Durante anos passei minhas férias – de verão e inverno – com meu avós. E lembro, com muito carinho, do cuidado que eles tinham para comigo e minha irmã. Sempre antes de dormir, eu ia até minha avó e meu avô para dar-lhes um beijo e desejar-lhes boa noite. E sempre depois de receber meu beijo, meu avô dizia “um beijo na Santinha, para proteção”. O curioso é que sempre que eu beijava a Santinha – e que fique claro, o lado de Iemanjá da medalhinha – era um beijo doce. Mesmo ficando vinte quatro horas por dia pendurada no pescoço de meu avô, em contato com suor, sujeira etc, o beijo era sempre doce. Era um beijo de mãe protetora. Diferentemente do São Jorge, que misteriosamente tinha um gosto amargo e salgado...
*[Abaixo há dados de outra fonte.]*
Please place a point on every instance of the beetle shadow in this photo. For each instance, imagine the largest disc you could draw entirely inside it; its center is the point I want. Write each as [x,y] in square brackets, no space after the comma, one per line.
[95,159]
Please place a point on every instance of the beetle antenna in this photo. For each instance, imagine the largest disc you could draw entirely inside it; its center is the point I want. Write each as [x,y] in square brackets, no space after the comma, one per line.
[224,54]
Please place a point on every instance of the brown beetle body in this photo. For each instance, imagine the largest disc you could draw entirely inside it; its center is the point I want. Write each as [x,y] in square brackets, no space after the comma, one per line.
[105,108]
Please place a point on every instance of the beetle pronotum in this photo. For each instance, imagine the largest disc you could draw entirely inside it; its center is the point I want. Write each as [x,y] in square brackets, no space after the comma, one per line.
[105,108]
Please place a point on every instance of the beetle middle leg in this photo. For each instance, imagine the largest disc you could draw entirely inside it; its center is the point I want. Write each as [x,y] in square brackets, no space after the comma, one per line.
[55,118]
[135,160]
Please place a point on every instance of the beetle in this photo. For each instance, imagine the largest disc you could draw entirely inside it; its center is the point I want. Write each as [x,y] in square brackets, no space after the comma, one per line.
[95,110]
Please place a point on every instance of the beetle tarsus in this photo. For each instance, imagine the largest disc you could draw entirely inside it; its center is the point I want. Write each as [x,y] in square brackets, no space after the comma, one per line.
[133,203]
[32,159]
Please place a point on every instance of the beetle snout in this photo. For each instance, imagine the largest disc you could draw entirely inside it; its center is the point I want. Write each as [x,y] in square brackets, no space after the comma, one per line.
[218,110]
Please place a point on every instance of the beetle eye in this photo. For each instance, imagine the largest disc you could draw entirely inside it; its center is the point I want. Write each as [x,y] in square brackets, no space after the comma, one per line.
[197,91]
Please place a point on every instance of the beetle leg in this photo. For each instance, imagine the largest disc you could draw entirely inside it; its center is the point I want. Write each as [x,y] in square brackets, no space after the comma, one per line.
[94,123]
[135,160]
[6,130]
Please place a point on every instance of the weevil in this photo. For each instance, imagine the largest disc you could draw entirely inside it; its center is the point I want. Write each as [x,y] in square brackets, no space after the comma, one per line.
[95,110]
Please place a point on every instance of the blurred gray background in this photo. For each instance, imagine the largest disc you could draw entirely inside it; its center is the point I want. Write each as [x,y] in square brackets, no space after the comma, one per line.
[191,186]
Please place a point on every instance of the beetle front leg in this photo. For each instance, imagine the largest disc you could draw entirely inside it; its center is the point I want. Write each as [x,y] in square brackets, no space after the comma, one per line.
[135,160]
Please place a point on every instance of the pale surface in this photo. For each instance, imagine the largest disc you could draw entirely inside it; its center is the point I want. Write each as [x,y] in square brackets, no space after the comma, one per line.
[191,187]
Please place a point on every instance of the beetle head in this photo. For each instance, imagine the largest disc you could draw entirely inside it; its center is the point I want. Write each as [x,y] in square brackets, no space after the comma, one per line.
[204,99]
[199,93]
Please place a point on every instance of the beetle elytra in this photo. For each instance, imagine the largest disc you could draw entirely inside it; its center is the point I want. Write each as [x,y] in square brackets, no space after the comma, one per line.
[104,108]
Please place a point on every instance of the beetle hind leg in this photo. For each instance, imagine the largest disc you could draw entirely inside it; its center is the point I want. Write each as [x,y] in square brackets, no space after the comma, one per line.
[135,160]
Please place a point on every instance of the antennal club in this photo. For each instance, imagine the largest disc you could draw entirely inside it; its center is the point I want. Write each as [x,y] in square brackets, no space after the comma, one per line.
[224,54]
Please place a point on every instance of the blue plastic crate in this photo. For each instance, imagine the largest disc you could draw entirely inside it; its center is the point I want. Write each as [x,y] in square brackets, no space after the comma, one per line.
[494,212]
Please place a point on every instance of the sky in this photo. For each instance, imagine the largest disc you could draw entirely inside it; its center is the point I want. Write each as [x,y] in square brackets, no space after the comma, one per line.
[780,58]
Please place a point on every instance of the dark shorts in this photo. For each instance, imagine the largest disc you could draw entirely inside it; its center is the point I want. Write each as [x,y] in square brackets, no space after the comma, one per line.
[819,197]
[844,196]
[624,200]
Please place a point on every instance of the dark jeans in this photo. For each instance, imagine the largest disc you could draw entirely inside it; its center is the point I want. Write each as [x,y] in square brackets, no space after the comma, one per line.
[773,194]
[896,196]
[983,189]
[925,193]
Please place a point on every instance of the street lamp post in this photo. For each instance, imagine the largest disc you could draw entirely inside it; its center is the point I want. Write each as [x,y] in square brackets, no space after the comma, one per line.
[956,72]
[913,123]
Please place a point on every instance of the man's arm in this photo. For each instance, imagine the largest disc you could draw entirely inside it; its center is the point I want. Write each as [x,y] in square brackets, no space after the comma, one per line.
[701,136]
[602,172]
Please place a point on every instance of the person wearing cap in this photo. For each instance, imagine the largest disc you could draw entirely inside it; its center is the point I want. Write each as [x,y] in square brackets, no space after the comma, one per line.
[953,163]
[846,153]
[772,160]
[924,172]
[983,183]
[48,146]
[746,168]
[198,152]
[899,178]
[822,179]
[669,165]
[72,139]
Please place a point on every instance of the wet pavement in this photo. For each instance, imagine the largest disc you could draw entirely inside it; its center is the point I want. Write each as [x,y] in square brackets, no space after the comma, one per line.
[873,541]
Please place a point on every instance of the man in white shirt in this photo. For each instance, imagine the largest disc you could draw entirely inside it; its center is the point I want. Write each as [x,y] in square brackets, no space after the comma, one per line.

Com o tempo, a situação ficou instintiva. Não mais meu avô pedia para beijar a Santinha. O pedido partia de mim. Acredito que de minha irmã também. Eu aprendera a confiar no poder da Santinha. Eu acreditava no poder da Santinha. Genuína e inocente fé. Para mim, se existe Deus, ele trabalha através da nossa Santinha. Era por isso que, na beira da praia, eu chegava para meu avô – sempre sentado à sombra do guarda-sol, em sua cadeira de praia, com sungão e camisa social de manga curta desabotoada – e pedia para beijar a Santinha antes de ir para o mar. Aliás, até hoje eu rezo para a Santinha quando estou no mar. Coincidência ou não, nunca sofri um acidente ou afogamento sequer...

Eu recordo perfeitamente dele nos dias dois de fevereiro. A cada ano – fosse na praia, fosse no interior, onde ele morava – meu avô e minha avó reservavam um momento para ir até o mar ou rio – ou simples veio d'água – para rezar a Iemanjá e dedicá-la uma oferenda. Uma flor. Sempre flores. Era ali, em seu momento intimista que eles agradeciam por toda a proteção dedicada no ano que passou e pediam proteção para o próximo ano. O ato de oferecer uma flor em agradecimento era tão importante para eles que, ao ver minha mãe, todo ano, preocupada em fazer o mesmo faz com que eu me sinta mal por não honrar a tradição.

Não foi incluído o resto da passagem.